AgentSkillsCN

aget-handle-incident

通过诊断与缓解措施妥善处理各类突发事件

SKILL.md
--- frontmatter
name: aget-handle-incident
description: Handle incidents with diagnosis and mitigation
archetype: operator
allowed-tools:
  - Bash
  - Read
  - Glob
  - Grep

aget-handle-incident

Handle incidents including triage, diagnosis, mitigation, and resolution tracking.

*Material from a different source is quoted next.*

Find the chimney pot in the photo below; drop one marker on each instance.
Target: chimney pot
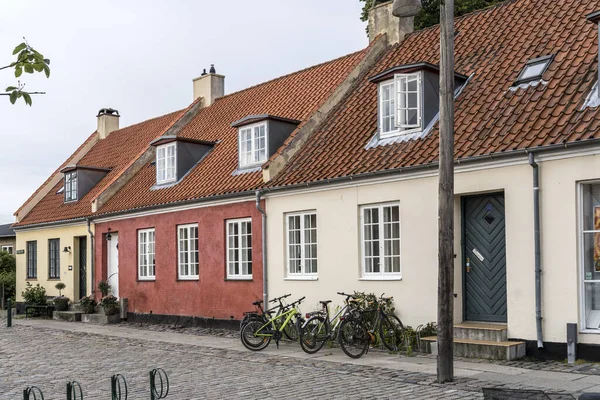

Maintains incident timeline and post-mortem documentation.

Instructions

When this skill is invoked:

  1. Triage

    • Assess severity (P1-P4)
    • Identify impact scope
    • Determine urgency
  2. Diagnose

    • Gather diagnostic information
    • Identify probable causes
    • Document findings
  3. Mitigate

    • Propose mitigation steps
    • Prioritize by impact
    • Execute with approval
  4. Track

    • Maintain timeline
    • Document all actions
    • Update status
  5. Resolve & Learn

    • Confirm resolution
    • Document root cause
    • Create prevention recommendations

Severity Classification

LevelCriteriaResponse
P1Complete outage, data lossImmediate
P2Major feature brokenWithin hour
P3Minor feature degradedWithin day
P4Cosmetic/minorScheduled

Output Format

markdown
## Incident Report: [ID]

### Summary

| Field | Value |
|-------|-------|
| Severity | P[1-4] |
| Status | [Active/Mitigated/Resolved] |
| Impact | [Description] |
| Started | [Timestamp] |
| Resolved | [Timestamp or Ongoing] |

---

### Timeline

| Time | Event | Actor |
|------|-------|-------|
| [HH:MM] | [What happened] | [Who/What] |

---

### Diagnosis

**Probable Cause**: [Description]

**Evidence**:
- [Finding 1]
- [Finding 2]

---

### Mitigation

| Step | Action | Status |
|------|--------|--------|
| 1 | [Action] | [Done/Pending] |
| 2 | [Action] | [Done/Pending] |

---

### Root Cause Analysis (Post-Resolution)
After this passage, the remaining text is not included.